Stoic Fruit of Summer and Aesthetic Fruit of Winter

Aesthetic Oranges, Ethical Apples

The most recent dialectic on the senate floor has launched me into an earnest study of the aesthetic and the ethical. As Post-Modrnerer has already written, "you are two one entity split into the timid and the boisterous, the apologetic and the proud, but regardless of how different you may approach things, you both always arrive at the same destination." A very astute observation of the work of Either/Or, the constant choosing that is life, to be ethical or aesthetic, as both suffer from the melancholy and boredom as they are similar and one could argue arrive at the same destination. Both married man and prancing aesthete ultimately come to the point in the previous book the Diapsalmata where it states "I feel like a piece in a game of chess when my opponent says of it: That piece cannot be moved." But the arguments of the Judge have seem to grown more attractive in the years following undergraduate. The Judge writes, "The only absolute Either/Or is the choice between good and evil, but this is also absolutely ethical. The aesthetic choice is either altogether immediate, and thus no choice, or it loses itself in a great multiplicity." The judge believes that the aesthetic has its place, but as the servant of the ethical. It would seem that Kierkegaard thought that both the aesthetic and the ethical had their place as servants of the religious because of the final sermon at the end of the book. Now I haven't taken the step to the religious as Kierkegaard did, at the end of his life becoming a minister as his father always wished him to be, but instead have found new fancy in the realm of Stoicism. My new curiosity with the Stoic philosophy is not in vain as a little internet research has lead me to this fact; Kierkegaard contemplated adding the following postscript to the second edition of Either/Or (1849). "I hereby retract this book. It was a necessary deception in order, if possible, to deceive men into the religious, which has continually been my task all along. Maieutically it certainly has had its influence. Yet I do not need to retract it, for I have never claimed to be its author" (Journals, X 1 A 192).

Can the Stoic replace Kierkegaardian ethicist?

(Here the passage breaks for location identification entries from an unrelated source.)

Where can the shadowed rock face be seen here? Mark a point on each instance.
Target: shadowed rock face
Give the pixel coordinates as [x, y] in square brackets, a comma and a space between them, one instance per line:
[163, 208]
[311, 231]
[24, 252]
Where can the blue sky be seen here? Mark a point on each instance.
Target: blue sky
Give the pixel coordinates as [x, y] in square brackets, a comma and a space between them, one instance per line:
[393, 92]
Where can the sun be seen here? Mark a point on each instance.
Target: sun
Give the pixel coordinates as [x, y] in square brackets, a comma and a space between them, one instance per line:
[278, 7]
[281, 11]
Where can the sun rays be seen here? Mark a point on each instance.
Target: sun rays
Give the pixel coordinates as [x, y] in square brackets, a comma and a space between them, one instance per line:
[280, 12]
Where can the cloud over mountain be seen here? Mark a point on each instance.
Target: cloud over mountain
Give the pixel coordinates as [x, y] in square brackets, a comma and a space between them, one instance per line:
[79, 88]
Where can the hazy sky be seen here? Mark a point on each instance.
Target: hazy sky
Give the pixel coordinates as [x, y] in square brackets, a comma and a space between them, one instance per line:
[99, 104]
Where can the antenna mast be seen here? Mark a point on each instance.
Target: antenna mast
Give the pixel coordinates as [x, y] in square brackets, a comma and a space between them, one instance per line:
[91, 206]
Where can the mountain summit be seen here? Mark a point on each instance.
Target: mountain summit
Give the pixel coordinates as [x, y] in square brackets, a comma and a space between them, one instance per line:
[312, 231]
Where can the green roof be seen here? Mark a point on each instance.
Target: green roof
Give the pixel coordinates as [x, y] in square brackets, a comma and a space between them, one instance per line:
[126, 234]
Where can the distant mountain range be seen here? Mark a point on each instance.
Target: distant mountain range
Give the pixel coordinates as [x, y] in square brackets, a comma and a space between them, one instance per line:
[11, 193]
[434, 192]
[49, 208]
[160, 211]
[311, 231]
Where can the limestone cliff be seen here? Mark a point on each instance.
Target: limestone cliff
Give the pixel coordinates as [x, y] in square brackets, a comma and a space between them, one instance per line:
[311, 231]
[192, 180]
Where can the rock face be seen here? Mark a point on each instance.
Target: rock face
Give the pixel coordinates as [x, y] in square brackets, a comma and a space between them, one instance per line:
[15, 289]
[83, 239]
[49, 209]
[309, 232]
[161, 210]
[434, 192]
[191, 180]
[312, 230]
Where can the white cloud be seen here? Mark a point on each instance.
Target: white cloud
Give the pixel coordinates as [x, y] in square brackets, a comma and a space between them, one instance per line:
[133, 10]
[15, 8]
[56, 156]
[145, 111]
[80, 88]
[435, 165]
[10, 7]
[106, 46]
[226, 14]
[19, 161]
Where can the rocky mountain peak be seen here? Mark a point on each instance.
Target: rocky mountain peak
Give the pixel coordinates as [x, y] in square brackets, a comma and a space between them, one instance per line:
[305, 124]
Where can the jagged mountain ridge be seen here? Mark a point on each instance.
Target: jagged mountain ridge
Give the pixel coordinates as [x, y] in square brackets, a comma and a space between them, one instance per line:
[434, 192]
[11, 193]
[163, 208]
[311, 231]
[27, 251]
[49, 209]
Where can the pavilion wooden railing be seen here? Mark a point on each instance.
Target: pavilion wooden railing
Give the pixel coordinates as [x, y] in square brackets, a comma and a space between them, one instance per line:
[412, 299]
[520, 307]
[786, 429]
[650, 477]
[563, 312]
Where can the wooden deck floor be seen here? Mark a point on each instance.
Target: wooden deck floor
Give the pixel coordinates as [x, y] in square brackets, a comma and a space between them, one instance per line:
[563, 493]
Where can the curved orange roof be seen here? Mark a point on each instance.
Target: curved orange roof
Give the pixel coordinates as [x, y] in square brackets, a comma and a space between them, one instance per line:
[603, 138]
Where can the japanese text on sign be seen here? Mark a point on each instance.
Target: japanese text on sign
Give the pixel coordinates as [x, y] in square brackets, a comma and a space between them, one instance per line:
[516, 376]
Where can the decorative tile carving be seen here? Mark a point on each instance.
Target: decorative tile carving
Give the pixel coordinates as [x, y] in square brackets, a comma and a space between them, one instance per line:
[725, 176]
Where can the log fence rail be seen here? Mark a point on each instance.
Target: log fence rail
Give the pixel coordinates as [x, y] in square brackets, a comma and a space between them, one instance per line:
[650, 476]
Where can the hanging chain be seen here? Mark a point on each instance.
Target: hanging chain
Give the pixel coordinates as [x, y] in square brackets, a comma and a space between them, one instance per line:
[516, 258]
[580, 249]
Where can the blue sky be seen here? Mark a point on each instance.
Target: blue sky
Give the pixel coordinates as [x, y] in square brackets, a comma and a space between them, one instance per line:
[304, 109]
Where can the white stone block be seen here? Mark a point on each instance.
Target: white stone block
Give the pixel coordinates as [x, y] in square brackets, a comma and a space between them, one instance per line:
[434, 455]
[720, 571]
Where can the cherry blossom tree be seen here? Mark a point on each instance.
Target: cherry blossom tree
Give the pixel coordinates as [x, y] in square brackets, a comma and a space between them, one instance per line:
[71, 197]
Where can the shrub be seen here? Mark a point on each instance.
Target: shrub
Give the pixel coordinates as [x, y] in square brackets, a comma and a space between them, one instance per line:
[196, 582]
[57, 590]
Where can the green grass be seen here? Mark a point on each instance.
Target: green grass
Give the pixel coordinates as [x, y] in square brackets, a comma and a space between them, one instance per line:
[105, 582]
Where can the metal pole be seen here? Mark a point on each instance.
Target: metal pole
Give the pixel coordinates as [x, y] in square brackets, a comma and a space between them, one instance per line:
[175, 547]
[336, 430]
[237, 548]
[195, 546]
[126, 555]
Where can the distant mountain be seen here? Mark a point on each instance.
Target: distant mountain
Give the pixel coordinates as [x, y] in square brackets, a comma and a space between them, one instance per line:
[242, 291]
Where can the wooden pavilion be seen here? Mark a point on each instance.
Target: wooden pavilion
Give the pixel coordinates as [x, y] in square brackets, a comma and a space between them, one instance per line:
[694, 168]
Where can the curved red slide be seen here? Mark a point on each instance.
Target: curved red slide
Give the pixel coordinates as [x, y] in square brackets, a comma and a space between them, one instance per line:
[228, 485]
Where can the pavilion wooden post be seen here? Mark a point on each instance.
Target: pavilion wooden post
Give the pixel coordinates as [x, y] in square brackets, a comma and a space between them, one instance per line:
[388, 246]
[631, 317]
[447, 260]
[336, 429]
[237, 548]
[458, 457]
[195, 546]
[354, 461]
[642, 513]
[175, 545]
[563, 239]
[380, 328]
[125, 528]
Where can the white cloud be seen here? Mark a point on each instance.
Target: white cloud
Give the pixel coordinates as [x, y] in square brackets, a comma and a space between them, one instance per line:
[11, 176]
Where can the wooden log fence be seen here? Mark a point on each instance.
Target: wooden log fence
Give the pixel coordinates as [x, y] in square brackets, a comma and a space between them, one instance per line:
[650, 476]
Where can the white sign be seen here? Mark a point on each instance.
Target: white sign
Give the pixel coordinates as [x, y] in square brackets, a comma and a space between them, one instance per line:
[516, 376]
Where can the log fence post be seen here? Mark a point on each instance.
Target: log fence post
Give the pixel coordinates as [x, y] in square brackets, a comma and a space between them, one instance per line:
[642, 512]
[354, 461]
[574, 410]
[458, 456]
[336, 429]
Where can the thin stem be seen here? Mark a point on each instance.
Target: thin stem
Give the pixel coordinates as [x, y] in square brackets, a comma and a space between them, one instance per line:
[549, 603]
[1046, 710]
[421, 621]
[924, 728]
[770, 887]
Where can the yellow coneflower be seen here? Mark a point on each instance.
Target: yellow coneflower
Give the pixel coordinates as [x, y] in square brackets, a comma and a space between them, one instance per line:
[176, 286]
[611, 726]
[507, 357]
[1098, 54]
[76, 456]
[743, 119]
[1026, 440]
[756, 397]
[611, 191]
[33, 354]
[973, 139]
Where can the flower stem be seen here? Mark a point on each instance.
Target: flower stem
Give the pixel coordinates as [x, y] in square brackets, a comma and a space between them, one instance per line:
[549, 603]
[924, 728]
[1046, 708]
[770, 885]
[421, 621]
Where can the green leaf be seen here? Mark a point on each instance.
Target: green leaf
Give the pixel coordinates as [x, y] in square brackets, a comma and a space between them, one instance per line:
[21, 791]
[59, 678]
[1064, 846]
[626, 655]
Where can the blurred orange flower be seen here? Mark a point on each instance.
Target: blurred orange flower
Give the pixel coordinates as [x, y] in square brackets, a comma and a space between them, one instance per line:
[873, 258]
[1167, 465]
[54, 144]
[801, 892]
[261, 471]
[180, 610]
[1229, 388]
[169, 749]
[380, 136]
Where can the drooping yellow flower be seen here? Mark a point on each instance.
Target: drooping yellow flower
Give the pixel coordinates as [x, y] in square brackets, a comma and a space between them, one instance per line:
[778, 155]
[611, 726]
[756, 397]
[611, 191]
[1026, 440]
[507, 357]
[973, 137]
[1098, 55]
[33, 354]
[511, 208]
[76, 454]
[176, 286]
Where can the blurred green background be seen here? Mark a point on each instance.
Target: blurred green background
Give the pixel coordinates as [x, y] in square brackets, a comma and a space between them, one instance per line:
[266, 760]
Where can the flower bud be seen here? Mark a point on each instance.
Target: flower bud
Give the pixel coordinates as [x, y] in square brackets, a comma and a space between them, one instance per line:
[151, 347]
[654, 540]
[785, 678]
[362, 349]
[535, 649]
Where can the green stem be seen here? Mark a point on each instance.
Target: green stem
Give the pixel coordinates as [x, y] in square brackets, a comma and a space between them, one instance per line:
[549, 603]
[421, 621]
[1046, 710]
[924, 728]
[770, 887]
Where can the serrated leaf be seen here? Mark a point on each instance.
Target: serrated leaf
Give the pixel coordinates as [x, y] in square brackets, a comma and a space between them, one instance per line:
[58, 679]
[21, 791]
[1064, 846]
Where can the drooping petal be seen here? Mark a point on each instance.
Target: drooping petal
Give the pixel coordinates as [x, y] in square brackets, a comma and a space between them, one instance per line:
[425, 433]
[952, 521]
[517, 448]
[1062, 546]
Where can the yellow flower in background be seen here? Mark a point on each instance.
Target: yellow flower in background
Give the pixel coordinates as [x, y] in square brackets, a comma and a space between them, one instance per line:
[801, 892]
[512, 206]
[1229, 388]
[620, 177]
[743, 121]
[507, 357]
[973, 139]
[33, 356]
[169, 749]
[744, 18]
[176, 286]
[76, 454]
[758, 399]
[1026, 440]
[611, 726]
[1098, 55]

Instead of being tricked into the religious by Either/Or can one adopt the Stoic philosophy of Marcus Aurelius and live in the sphere of the ethical and armed with indignation a Senator here in the senate so deserves. I would like to think so, mainly because the season of Stoic fruit is wrapping on my wind ceil. Trapped here in what Post-Moderner has called the "the bigoted burn hole of the old that is central florida" I cannot help but feel a great divorce has happened between myself and the liberal arts playground that is Skidmore." The universe is flux, life is opinion (or poise)." Death hangs over thee. While thou livest, while it is in thy power, be good." "A man should be upright, not kept upright." "At dawn of day, when you dislike being called, have this thought ready: "I am called to man's labor; why then do I make a difficulty if I am going out to do what I was born to do and what I was brought into the world for?" All these Marcus Aurelius quotes seem to ring with me and truly edify me in a great way. It seems that the seasons have changed from aesthetic dance parties at off campus bars like Brunos in the winter time and been replaced by Stoic days of earnest intent to be upright. Now it is easy for me to say that the seasons have changed and the Stoic can replace the Kierkegaardian ethical (as of course only the truth which edifies is truth for you), but I change season with hesitation as I am unsure that all senators can see the leaves changes. I would hate to find out that this truth edifies only me and not my fellow senators, especially when armed with the cultural diagnosis of the immaterial and material particularly with reference to the alternative you. Cheers Senators and I pray this post has not fallen off the cliff to the pit of academia, rather i hope it is a continuation of the beautiful dialectic posted below.

5 comments:

  1. Group dialogue: None are free from immaterial & material identity ambitions-- I am no exception! That was a fun realization, but i couldn't understand why I was surprised. Freud loved dicks and his mom-- he saw dicks in his mom everywhere. He shouldn't be surprised. There's an unspoken assumption, on all sides, that the writer is never his own prey. That he's above his subject somehow.
    In the Cup Essay: I never intended to deride, though I ultimately did time and again, our generation and fellows-- And so I never intended, but ultimately did, deride myself.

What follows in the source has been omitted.